If you are thinking about a career in
the mortgage industry as a loan officer, the following
information should provide you with some background details
about what to expect from this career choice.
The job of a loan officer is to educate and guide borrowers
into a mortgage that accomplishes their financial goal, and
then provide support for moving the loan process to a
completed transaction. A
typical day involves talking to potential borrowers on the
phone, or in person, conveying how they can provide a mortgage with competitive interest
rates, closing costs, and funding in a timely manner.
Once a borrower decides to choose a particular company, the loan
officer begins by completing an application with the borrower,
collecting copies of the required documentation, and
confirming that the borrower fits into the qualifying
guidelines based on credit, employment, debt ratio, and the
preliminary loan to value. The file is submitted to a loan
processor, who opens escrow, orders a title report, and sends
out disclosures and requests for employment and other
verifications. The loan officer usually orders an appraisal,
and follows up with the borrower for any necessary paperwork.

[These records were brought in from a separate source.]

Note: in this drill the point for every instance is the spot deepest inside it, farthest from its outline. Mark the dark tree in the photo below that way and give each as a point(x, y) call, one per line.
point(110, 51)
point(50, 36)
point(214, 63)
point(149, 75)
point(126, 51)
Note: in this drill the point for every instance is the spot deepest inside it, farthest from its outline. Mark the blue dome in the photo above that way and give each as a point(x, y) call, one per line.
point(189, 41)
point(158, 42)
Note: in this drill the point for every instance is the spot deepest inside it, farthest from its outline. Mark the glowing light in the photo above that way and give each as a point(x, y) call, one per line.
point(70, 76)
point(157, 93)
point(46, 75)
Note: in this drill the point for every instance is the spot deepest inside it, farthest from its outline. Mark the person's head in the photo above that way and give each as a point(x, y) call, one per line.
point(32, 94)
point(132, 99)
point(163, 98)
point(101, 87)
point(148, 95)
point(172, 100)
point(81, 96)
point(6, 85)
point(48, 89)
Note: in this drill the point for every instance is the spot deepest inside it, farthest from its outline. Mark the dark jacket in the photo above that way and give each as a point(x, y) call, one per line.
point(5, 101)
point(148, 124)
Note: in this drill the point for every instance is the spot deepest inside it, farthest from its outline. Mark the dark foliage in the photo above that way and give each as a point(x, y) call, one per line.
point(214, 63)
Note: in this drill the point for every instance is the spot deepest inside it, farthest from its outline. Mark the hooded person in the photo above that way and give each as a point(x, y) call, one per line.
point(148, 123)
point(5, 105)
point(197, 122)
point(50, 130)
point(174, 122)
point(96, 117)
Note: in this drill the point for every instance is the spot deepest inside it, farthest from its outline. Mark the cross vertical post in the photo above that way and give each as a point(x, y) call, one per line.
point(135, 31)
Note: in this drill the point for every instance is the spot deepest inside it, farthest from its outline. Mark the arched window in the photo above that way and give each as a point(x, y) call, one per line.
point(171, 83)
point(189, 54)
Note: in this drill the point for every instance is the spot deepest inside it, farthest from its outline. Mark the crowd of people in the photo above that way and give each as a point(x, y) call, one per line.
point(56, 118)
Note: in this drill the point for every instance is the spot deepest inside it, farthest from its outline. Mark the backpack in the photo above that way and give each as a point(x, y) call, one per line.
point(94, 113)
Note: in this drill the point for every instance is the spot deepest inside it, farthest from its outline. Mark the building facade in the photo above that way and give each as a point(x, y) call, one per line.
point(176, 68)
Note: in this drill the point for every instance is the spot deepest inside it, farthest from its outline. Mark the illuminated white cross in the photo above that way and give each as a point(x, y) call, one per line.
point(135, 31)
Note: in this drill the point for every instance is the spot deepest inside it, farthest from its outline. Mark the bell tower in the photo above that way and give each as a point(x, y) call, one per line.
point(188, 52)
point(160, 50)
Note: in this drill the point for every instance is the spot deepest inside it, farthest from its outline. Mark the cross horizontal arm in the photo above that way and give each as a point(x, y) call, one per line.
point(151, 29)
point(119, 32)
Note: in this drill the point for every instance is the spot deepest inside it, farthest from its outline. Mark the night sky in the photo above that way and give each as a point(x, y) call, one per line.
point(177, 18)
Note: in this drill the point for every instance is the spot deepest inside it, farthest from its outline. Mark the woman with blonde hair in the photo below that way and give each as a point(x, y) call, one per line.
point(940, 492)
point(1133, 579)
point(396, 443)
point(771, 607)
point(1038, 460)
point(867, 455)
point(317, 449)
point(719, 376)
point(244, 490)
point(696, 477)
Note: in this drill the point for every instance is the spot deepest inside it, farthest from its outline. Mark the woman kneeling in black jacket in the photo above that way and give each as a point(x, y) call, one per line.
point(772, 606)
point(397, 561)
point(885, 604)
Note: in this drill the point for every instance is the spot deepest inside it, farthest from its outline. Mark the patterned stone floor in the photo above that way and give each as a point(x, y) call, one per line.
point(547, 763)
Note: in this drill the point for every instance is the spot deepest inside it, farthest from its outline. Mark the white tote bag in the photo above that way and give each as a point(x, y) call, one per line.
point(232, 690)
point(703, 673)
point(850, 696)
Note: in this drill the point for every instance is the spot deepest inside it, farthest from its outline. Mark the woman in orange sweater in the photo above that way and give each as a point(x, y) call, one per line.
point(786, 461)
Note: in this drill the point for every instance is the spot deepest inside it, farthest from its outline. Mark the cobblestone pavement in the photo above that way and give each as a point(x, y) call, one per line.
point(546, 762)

The loan file is then submitted to an underwriter, who either
approves, or declines the mortgage. Approvals typically have
conditions that the loan officer and processor are responsible
for getting signed off. An appointment is made for the
borrower to sign their loan documents, and the loan is set up
to fund and record after all of the underwriting conditions
have been met.
There are two general categories for
loan officer positions, either as a company employee, paid on
a W-2 tax form, or as an independent agent, paid on a 1099
Advantages of an employee loan
officer may include: health insurance benefits; a retirement
plan; possible base salary; sales commission or bonus pay; the
company pays half of the social security tax; the company
usually provides advertising or mortgage leads; and
opportunity for promotion.
Some possible disadvantages of an
employee position can include: having a strict, or
bureaucratic structure; work activities, computer time, and
phone usage may be monitored by management; a monthly sales
quota must be maintained; and being anchored to an office
cubicle every day.
There are a number of mortgage
companies who will work with loan officers on a virtual, or
net branch basis, to provide the mortgage programs, loan
processing, and funding capability. These independent loan
officers have the advantage of earning a higher sales
commission for each loan funded, and the flexibility of
working their own hours, at a location of their choice,
without any monthly sales quotas, and no company managers
monitoring work activity or performance.
The disadvantages of working
independently include: commission only, with no salary; health
insurance is not provided; loan officer pays full social
security tax; no opportunity for promotion; isolation from
co-workers; must pay for all advertising or mortgage leads to
The majority of loan officer jobs are
found in the residential market for the purchase of
new or resale homes, refinancing, and
home equity loan products. Employers include banks, credit
unions, mortgage banking companies, and mortgage brokers.
Commercial loan officers derive their mortgage business from sources
such as: commercial real estate companies, corporations, and
investors who purchase or refinance real estate for
business or investment, including office buildings,
apartments, retail centers, and industrial property.
The earning potential of a loan
officer can range from about $50,000 to $150,000 per year,
which can depend on many factors, such as: the economy,
interest rates, number of new and resale homes sold, home values,
commission split, number of sales leads, quality of leads, and
sales ability. The industry has frequent business cycles, and
a high turnover rate, but can be financially rewarding.